There’s actually an interesting precedent for this. Chris Hughes was one of the founders of Facebook and he cashed out early to pursue other projects. In 2008, he set up a Facebook-equivalent for the Barack Obama presidential campaign. It was amazing. The site enabled Obama supporters in each local area to find each other and provided call lists, campaign materials, and fundraising tools so that supporters could start canvassing for Obama without ever waiting for permission from headquarters.

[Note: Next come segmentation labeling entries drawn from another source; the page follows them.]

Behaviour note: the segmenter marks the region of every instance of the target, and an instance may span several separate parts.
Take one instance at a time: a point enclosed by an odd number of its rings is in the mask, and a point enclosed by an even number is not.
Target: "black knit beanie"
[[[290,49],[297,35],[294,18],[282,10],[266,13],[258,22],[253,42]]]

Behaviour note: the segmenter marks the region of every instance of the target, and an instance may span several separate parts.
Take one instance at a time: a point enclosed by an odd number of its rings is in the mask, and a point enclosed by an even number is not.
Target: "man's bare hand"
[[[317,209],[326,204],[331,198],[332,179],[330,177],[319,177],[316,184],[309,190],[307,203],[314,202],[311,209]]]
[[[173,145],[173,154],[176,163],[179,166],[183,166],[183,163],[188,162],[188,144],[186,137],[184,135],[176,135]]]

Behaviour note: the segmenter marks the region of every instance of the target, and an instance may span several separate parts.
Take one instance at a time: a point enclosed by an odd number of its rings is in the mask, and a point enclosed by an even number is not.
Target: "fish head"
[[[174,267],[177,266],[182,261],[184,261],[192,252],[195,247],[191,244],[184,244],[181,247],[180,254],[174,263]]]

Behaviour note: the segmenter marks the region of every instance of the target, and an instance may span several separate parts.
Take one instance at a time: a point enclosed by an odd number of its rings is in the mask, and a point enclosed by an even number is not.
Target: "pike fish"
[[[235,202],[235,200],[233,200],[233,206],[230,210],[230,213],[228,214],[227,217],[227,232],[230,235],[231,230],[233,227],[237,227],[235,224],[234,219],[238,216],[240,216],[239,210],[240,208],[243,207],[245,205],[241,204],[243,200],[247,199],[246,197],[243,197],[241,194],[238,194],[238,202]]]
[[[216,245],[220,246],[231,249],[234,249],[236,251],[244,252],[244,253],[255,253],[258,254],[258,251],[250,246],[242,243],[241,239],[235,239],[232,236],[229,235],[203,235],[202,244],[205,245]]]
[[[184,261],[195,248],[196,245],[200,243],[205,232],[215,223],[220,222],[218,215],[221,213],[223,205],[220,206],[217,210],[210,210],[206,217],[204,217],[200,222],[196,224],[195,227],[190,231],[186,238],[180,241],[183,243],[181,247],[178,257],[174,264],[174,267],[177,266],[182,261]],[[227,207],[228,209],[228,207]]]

The “Obama for America” (OFA) platform that Chris Hughes built enabled Obama to move more quickly and reach more people than Hillary Clinton and it’s a big reason why he became President.
The OFA platform had another very important feature — it had a tool for proposing legislative ideas and a system whereby everyone could upvote or downvote that idea — so that the best legislative ideas could rise to the top (and presumably get the attention of the candidate).
After the election, there was enormous hope that Obama would retain, expand, and adapt the OFA platform as a way to govern — to allow the people to propose legislative ideas and vote the best ideas to the top for action by the Congress and the President. Alas, once Obama became President he retained the fundraising side of the OFA platform but jettisoned the popular participation piece. Hope & Change (TM) quickly dissolved into More of the Same.
But if there were 10,000 members of Congress, I imagine they might need some sort of tool to facilitate discussion and enable the best ideas from the public to rise to the top. The OFA platform provided an early model for how something like that could be designed and I’m sure that other even better platforms already exist (if you know of any, please tell us in the comments).
I doubt that my proposal to massively increase the size of the U.S. House of Representatives will be popular with my readers. I’m just jealous of Denmark and the fact that they can actually have a normal conversation with their elected officials while U.S. politicians usually hide behind unhelpful staff while they do the devil’s bidding. And I’m intrigued by the question of whether increasing the size of the playing field might tip the balance of power in our favor? I look forward to the conversation in the comments.
Blessings to the warriors. 🙌
Prayers for everyone fighting to stop the iatrogenocide. 🙏
In the comments, please share your thoughts on how we might improve our government either before or after it collapses from the enormous weight of vaccine injury.
As always, I welcome any corrections.